- DVD cover
- Directed by: Kalman Szegvary
- Written by: Jason Wolthuizen
- Produced by: Kalman Szegvary Malak Tabbara
- Starring: John Sorbera Mark Tyler Amy Van Elle Paul Noiles Lisa Heughan
- Music by: Teddy Szegvary
- Distributed by: Wildfire Motion Picture Company
- Release date: 1997;
- Running time: 90 minutes
- Country: Canada
- Language: English

= Cannibal Rollerbabes =

Cannibal Rollerbabes is a 1997 no-budget Canadian horror film about cannibalism, directed by Kalman Szegvary. It is set in Los Angeles, although it was filmed in Ontario.

==Plot==
When Scott is fired from Local Diner because he assaulted a patron (Billy Waters, who razzed him about getting on the force first), Scott decides to visit his friend Chuck at the radio station. Scott and Chuck wanted a quiet weekend of fishing at Chuck's father's remote summer cabin, but when Scott reels in a note bearing the ominous message "People Eating People," their weekend in the sun takes a dark turn. They meet two girls who are on the side of the road, but decide not to give them a ride, believing that they have a whole week ahead of them to find other girls.

Later that evening, while fishing, Scott has visions of a girl named Anna. The next day while Scott and Chuck are fishing, Scott sees an old castle on an island. Chuck explains the castle is an abandoned laboratory. However, the laboratory is not abandoned, but a home to the scientist who goes by the name of Atman. Under Atman's control are a group of women on rollerblades he likes to call "Rollerbabes", led by his main servant, "Spike". Contrary to what the name would suggest, these cannibals do not in fact rollerblade. He sends Spike out using a radio control device to gather men for his "Rollerbabes" to eat to help preserve their beauty. Anna, finds herself drawn towards Scott and tries unsuccessfully to escape the island.

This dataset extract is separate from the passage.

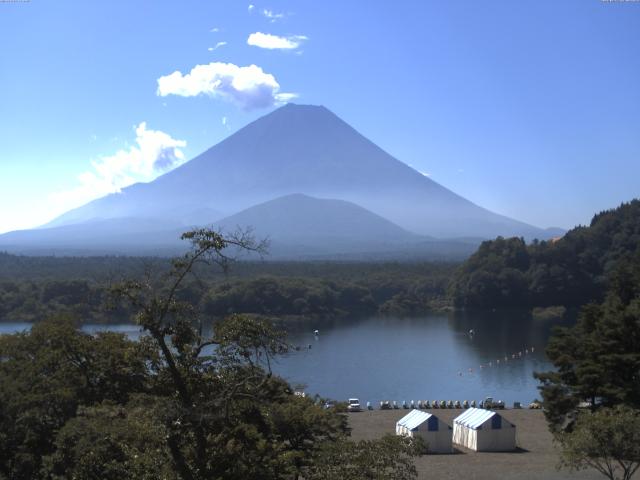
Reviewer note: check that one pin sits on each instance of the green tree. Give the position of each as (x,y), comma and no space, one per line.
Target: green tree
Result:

Scott and Chuck go rollerblading however they are not alone. The boys are split up. Chuck is knocked out by two of the Rollerbabes and taken back to the castle. Scott is targeted by Atman himself, who attempts to attack him with a machete but misses him. Scott knows he is being surrounded and flees. When he manages to escape, he discovers the town's sheriff dragging partially devoured human flesh from the river, causing him to realise he must rescue Chuck from the castle.
When Scott arrives on the island, he meets an elf named Random, who helps him hide from the Centurions that guard the island. While trying to enter the castle, the Rollerbabes catch him. Once in the castle, Scott finds that he is too late to save Chuck. He then must escape by confronting Atman himself.

==Production==
Production
Cannibal Rollerbabes was written by Kalman Szegvary and Jason Wolthuizen who is a writer and actor also known for Solid Cover (2000) and Shadow Creature (1995)
Cannibal Rollerbabes was filmed in Peterborough and Lakefield, Ontario. Director Kalman Szegvary was born in Peterborough, Ontario, and it is where his passion for filmmaking began when he was eight-years-old. Szegvary is currently an instructor of film and television production at the Trebas Institute
The production company of the film is Wildfire Motion Picture Company, a Toronto based film company of which Szegvary is the president and CEO.

The film was shot on grainy film to create the horror film feeling.

Once the movie was completed, distributors claimed the final edit did not contain enough nudity. The director then found it difficult to get and solidify a distribution contract. The film has since become a hit in cult film circles. Howard Stern discussed it one morning on his radio phone-in show when Lisa Heughan, cast member of Cannibal Rollerbabes, made a guest appearance.

==Cultural Representation==
Being a Canadian film, Canadian culture is represented throughout. During the movie, the phrase "up north to cottage country," a distinctly Canadian expression and concept is used. Furthermore, during the credits, animated maple leaves can be seen. Product placement is used throughout the film including characters drinking beers by Labatt Brewing Company a Canadian alcohol staple.

==Soundtrack==
The movies' theme song was "People Eating People" performed by Cadillac Bill & The Creeping Bent (with Christine Leakey on vocals). Recorded at Signal to Noise Studios in 1997 with music by Bill Boyd-Wilson. The director's brother, Teddy Szegvary, was the film's location sound supervisor.

==Distribution==
The movie suffered distribution problems upon its release. Due to high circulation and demand of bootleg copies of the film, it was finally released on DVD by the director himself rather than through the production company. The DVD contains special features such as director's commentary and a "Making Of" documentary.